1. Patient
This study was performed with the approval of the Ethics Committee of Chang Zheng Hospital, and informed consent was obtained in accordance with the Declaration of Helsinki. A 70-year-old male patient was diagnosed with stage III of International Staging System (ISS), stage IIIA according to Durie–Salmon (DS) staging system multiple myeloma. Bone marrow aspiration showed that plasma cells accounted for 97.5% of the bone marrow cell. His myeloma cell secreted monoclonal protein of immunoglobulin D, kappa chain. The serum IgG was 3.39 g/L, IgA 0.26 g/L, IgM 0.18 g/L. We used pleural effusion cells at the time of cell collection for this experiment.

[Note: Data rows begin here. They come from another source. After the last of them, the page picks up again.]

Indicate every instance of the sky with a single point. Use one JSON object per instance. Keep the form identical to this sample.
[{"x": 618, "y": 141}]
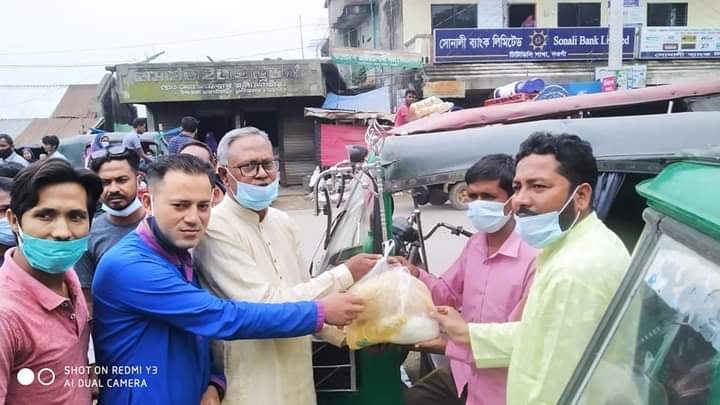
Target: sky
[{"x": 46, "y": 42}]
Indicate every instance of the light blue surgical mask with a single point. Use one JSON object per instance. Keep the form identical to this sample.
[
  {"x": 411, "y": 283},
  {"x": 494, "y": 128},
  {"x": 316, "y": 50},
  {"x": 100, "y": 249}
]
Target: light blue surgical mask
[
  {"x": 488, "y": 216},
  {"x": 125, "y": 212},
  {"x": 543, "y": 229},
  {"x": 7, "y": 236},
  {"x": 52, "y": 256},
  {"x": 256, "y": 198}
]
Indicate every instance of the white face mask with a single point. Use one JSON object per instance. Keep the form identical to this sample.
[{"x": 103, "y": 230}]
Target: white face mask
[
  {"x": 543, "y": 229},
  {"x": 488, "y": 216},
  {"x": 125, "y": 212}
]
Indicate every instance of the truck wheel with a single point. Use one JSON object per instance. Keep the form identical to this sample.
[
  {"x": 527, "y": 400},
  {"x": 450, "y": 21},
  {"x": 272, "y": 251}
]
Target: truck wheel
[
  {"x": 421, "y": 195},
  {"x": 438, "y": 196},
  {"x": 458, "y": 196}
]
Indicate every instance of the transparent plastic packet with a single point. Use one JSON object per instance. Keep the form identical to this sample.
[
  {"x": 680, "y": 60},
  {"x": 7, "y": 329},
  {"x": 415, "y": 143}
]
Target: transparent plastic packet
[{"x": 397, "y": 308}]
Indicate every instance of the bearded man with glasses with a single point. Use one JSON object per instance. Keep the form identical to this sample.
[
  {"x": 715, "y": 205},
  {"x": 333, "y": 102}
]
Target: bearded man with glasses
[{"x": 251, "y": 252}]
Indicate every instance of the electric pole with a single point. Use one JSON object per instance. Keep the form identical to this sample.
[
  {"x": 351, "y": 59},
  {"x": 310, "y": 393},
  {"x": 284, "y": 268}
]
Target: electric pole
[
  {"x": 302, "y": 43},
  {"x": 615, "y": 34}
]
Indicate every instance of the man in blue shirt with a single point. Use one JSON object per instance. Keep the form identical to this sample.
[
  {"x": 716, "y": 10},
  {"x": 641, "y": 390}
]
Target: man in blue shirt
[{"x": 153, "y": 323}]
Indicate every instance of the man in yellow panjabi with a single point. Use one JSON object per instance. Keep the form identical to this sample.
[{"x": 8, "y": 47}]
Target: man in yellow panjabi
[
  {"x": 578, "y": 271},
  {"x": 251, "y": 252}
]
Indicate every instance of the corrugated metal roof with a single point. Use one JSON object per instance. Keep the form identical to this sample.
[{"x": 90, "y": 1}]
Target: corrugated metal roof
[
  {"x": 60, "y": 127},
  {"x": 80, "y": 100},
  {"x": 29, "y": 101},
  {"x": 13, "y": 127},
  {"x": 506, "y": 113}
]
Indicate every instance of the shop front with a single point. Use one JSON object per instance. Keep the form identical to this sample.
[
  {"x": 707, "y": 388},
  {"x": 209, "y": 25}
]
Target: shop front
[{"x": 270, "y": 95}]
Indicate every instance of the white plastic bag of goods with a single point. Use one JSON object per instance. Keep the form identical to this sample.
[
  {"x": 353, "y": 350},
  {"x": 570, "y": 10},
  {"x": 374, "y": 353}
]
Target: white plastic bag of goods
[{"x": 397, "y": 307}]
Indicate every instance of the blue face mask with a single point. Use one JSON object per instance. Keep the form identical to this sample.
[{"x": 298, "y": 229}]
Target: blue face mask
[
  {"x": 487, "y": 216},
  {"x": 543, "y": 229},
  {"x": 7, "y": 236},
  {"x": 256, "y": 198},
  {"x": 52, "y": 256}
]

2. Cell culture and establishment of cell line.
Pleural effusions specimens were obtained from the patient and mononuclear cells were separated by Ficoll density sedimentation. CD138 + cells were isolated using CD138 magnetic beads and cultured in RPMI-1640 medium (Gibco, USA) supplemented with 10% FBS (Gibco, USA), penicillin (100 U/mL), and streptomycin (100 µg/mL). They were cultured in an incubator under an atmosphere with 5%CO2 at 37℃. Culture medium was exchanged every 2–3 days to maintain optimal cell growth.

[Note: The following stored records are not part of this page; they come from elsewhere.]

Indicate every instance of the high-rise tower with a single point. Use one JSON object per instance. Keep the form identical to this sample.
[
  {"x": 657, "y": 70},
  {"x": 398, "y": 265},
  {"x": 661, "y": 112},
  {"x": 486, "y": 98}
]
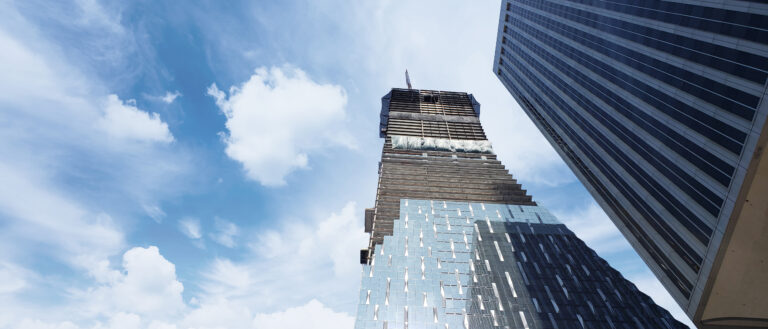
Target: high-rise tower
[
  {"x": 659, "y": 108},
  {"x": 456, "y": 243}
]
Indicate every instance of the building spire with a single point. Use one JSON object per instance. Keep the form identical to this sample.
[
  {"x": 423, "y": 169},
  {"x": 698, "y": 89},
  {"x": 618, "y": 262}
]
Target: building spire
[{"x": 407, "y": 79}]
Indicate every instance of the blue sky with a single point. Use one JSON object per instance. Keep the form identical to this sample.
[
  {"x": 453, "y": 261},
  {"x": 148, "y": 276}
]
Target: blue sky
[{"x": 206, "y": 164}]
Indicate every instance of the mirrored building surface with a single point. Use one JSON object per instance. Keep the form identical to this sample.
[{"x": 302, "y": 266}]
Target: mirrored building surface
[
  {"x": 476, "y": 265},
  {"x": 457, "y": 243},
  {"x": 659, "y": 107}
]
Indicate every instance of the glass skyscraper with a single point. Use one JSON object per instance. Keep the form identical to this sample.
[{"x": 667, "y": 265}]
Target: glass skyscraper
[
  {"x": 659, "y": 108},
  {"x": 457, "y": 243}
]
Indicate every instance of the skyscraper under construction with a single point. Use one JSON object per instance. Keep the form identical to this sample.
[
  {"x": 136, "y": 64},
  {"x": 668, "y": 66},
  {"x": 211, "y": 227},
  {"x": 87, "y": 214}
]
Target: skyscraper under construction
[{"x": 457, "y": 243}]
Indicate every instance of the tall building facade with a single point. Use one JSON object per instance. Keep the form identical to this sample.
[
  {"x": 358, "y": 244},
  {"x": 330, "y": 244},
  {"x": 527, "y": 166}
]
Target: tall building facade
[
  {"x": 659, "y": 108},
  {"x": 457, "y": 243}
]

3. Morphology and cytogenetic analysis.
Cytospin preparations were routinely prepared and harshly treated (87 °C for 10 minutes, then cooling to 70 °C) before stained by Giemsa to regularly assess the cell type morphology and the presence of mitoses. Cell morphology was examined using light microscopy.
4. FISH analysis
Interphase fluorescent in situ hybridization (FISH) was performed on CZ2 by using the Fluorescent in situ Hybridization Kit (Cytocell, UK), according to the manufacturer’s instructions. Commercial FISH probes targeting 1q21, del 13q14(RB1 gene), del 17p13(TP53 gene), and t (4;14) were used. At least 200 interphase cells with intact nuclei were evaluated for each probe. Positive nuclear staining in more than 20% of the cells was considered positive.
5. Immunophenotypic analysis by flow cytometry
For immunophenotypic characterization of CZ2 cells, the following antibodies were used: CD1a, CD19, CD20, CD21, CD25, CD3, CD28, CD33, CD38, CD45, CD56, CD117, CD138, CD4, CD13, CD27, CD5, CD8, CD9, CD10, CD24, CD15, CD34, CD44, CD89, CD95, CD98, CD96, CD105, CD184, HLA-DR; cytoplasmic κ and γ light immunoglobulin (Ig) chains.
6. Immunoglobulin secretion
To measure the secretion of free immunoglobulin light chains in serum and culture medium of CZ2, the nephelometric technique was used and performed on a Siemens BNII nephelometer (Siemens Healthcare Ltd.).
7. Virus detection
The presence of Epstein–Barr virus (EBV) was examined using EBV Polymerase Chain Reaction (PCR) Fluorescence Detection Kit (Huirui Biotechnology, Shanghai, China). PCR was carried out using an LightCycler480 II (Roche, USA) for 40 cycles.
8. Western Blotting Analysis
The whole cell protein from CZ2 and other MM cells were collected and resolved in 10% SDS-PAGE gels and then electrotransferred to polyvinylidene difluoride membranes (Millipore, USA). Rabbit polyclonal anti-CKS1B antibody (1:500, Invitrogen), rabbit polyclonal anti-PARP antibody (1:1000, Beyotime), rabbit polyclonal anti-caspase3 antibody (1:1000, Beyotime) were used as primary antibodies while horseradish peroxidase-conjugated goat anti-rabbit IgGs (1:3000, Santa Cruz) was used as secondary antibodies. After treating with the secondary antibodies, protein bands were detected by enhanced chemiluminescence.
9. Cell viability analysis
The MTT assay was used to measure the cell viability of CZ2 and other MM cells. These cells were seeded in 96-well plates and transfected with CKS1B siRNA or control siRNA. After 48 h or 72 h of treatment, 10 µl of the viability reagent MTT was added to each well. The plates were incubated in an incubator at 37℃ for 2 hours. The medium was then discarded and 200 µl DMSO was added to each well. The absorbance at 570 nm was then determined with a microplate reader (Tecan, Spark, Switzerland).